To expand the program, the local group is drawing inspiration and guidance from the American Project Access Network, a national, nonprofit organization that helps communities coordinate charity care for low-income, uninsured people. The network grew out of the efforts of a county medical society in Asheville, N.C., that began a small, community-focused health reform campaign in 1996.
Within three years, the North Carolina group boosted physician participation from 25 percent to 90 percent. As more people gained access to routine medical care, local hospitals logged a significant reduction in emergency room use by the uninsured. To date, more than 50 communities across the nation have adopted the Project Access model.
Program not enough
Still, the rising numbers of uninsured people are bound to far outpace the capacity of a donated-care system, research suggests. An independent review of three Project Access-style programs in 2006 found that each program served about 200 to 300 people. In the metro area, an estimated 244,000 residents, or about 15 percent of the population, lack health insurance.
“It’s putting a Band-Aid on a hemorrhaging artery,” said Morris. Financing, she said, has degraded to the point that even patients with insurance increasingly struggle under huge debts because of the high costs of cancer treatment. But, she added, “You’ve got to start somewhere. You can’t always create world peace and feed everyone, but Ms. O’Sullivan got good care. That’s the point.”

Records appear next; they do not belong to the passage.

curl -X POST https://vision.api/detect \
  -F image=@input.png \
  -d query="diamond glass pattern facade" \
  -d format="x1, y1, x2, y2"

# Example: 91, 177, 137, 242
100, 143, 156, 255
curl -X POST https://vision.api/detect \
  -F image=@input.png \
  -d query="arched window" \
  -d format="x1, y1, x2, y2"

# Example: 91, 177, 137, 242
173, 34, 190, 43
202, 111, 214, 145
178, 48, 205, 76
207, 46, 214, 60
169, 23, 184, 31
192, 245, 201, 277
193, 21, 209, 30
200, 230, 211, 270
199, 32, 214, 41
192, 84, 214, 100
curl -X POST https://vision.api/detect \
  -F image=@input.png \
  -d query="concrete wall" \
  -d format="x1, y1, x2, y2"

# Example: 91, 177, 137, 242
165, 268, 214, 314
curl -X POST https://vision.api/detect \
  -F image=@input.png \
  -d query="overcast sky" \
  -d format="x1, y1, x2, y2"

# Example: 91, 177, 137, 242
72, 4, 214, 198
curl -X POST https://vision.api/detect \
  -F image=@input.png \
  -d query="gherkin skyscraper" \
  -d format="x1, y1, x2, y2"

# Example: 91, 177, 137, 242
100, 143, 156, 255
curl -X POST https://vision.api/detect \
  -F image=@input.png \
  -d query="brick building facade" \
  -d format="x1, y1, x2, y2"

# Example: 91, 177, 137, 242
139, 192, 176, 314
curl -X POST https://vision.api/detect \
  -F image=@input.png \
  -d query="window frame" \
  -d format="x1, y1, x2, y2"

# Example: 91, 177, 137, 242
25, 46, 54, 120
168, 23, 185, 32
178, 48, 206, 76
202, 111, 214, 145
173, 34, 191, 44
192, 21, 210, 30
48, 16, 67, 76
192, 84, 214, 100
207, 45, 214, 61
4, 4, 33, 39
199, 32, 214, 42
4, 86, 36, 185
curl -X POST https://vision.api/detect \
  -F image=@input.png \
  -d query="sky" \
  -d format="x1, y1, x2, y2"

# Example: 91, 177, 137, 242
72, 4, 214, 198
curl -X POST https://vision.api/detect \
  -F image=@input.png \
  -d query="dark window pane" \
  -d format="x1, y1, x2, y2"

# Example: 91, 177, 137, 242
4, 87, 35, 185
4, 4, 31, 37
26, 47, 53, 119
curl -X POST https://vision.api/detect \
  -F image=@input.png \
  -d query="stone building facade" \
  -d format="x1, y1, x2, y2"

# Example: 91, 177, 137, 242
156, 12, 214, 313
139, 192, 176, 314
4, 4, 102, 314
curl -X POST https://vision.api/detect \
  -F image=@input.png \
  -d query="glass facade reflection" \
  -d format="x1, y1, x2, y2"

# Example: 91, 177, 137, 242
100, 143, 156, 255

The hospital association’s Davidson agreed that only congressional action could comprehensively solve the problems of the uninsured and underinsured. And in a telephone call during a lobbying trip to Washington, D.C., on Monday, he expressed optimism that such reforms are coming.
“I certainly hope that in five years, there’s not a need for Project Access,” he said. “Until we get to that point, we have got to have a bridge.”